David Baker, biochemist: ‘Now we can build completely new proteins to do exactly what we want’

The researcher is one of the creators of deep learning artificial intelligence systems that generate proteins that have never existed in nature, which could usher in a new era for science and medicine

American biochemist David Baker.FBBVA

American biochemist David Baker is leading a technological revolution that has the potential to change science and medicine forever. In order to understand its full potential, one has to go to the very depths of a living being: its DNA. This molecule stores all the necessary instructions to make proteins through different combinations of the letters ACGT. Proteins, in turn, are responsible for almost any biological process you can think of, from a tree’s growth to a firefly’s glow, as well as a person’s ability to think, breathe, digest and everything in between.

Understanding how proteins take shape has been one of the most complicated problems in biology for more than half a century. The transcription and translation of DNA within cells produces a linear sequence of amino acids arranged in single file; but that string twists on itself in mere fractions of a second to form perfect three-dimensional structures capable of embracing, cutting, pasting, absorbing, transmitting and producing. Nothing in the two-dimensional DNA or amino acid sequences hints at the shape that the final molecule will take, and it is precisely its shape that will determine its function. Calculating all the possible shapes of a single protein with conventional methods could take more than 13.7 billion years – the age of the universe. And there are hundreds of millions of different proteins in nature.

Last summer, AlphaFold, an artificial intelligence system developed by DeepMind – a Google-owned company – predicted the shape of almost all known proteins: more than 200 million. The historic achievement was made possible by deep learning systems.
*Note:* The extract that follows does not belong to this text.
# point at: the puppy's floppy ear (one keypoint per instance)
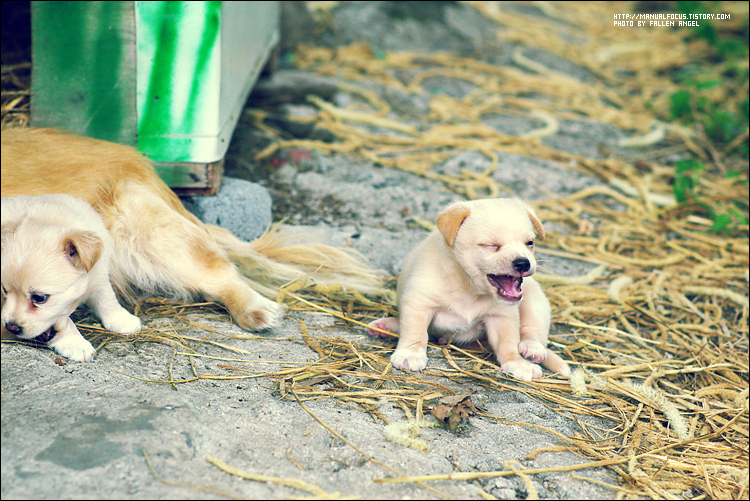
(536, 222)
(449, 221)
(83, 249)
These sets of algorithms mimic the workings of neurons in the human brain and, even though they are still far from matching our organ’s capacity, they are very efficient at finding patterns in huge databases. Thanks to these systems, predicting the shape of a protein is now done in minutes instead of years.

David Baker’s laboratory at the University of Washington has gone one step further, developing several open artificial intelligence systems that create proteins that have never existed in nature. The RoseTTA Fold system and its successors make it possible to design, with unprecedented ease, new proteins with amazing functions, such as blocking all variants of Covid-19 or fighting diseases with no known cause, such as Crohn’s or idiopathic pulmonary fibrosis. His team is perfecting a system of tools to “say a protein,” that is, to describe its function out loud and have the computer provide its complete sequence. It also seeks to auto-complete a protein of which only part was provided, as if it were a Google search.

Baker has just received the BBVA Foundation’s Frontiers of Knowledge Award in Biomedicine, along with his DeepMind colleagues Demis Hassabis and John Jumper. In this interview, conducted by videoconference, he talks about the enormous potential of this technology. One of his most achievable goals is to create a nasal spray that blocks the entry of respiratory viruses like the flu virus, the respiratory syncytial virus, the coronavirus and other winter respiratory pathogens, thanks to artificially-engineered proteins.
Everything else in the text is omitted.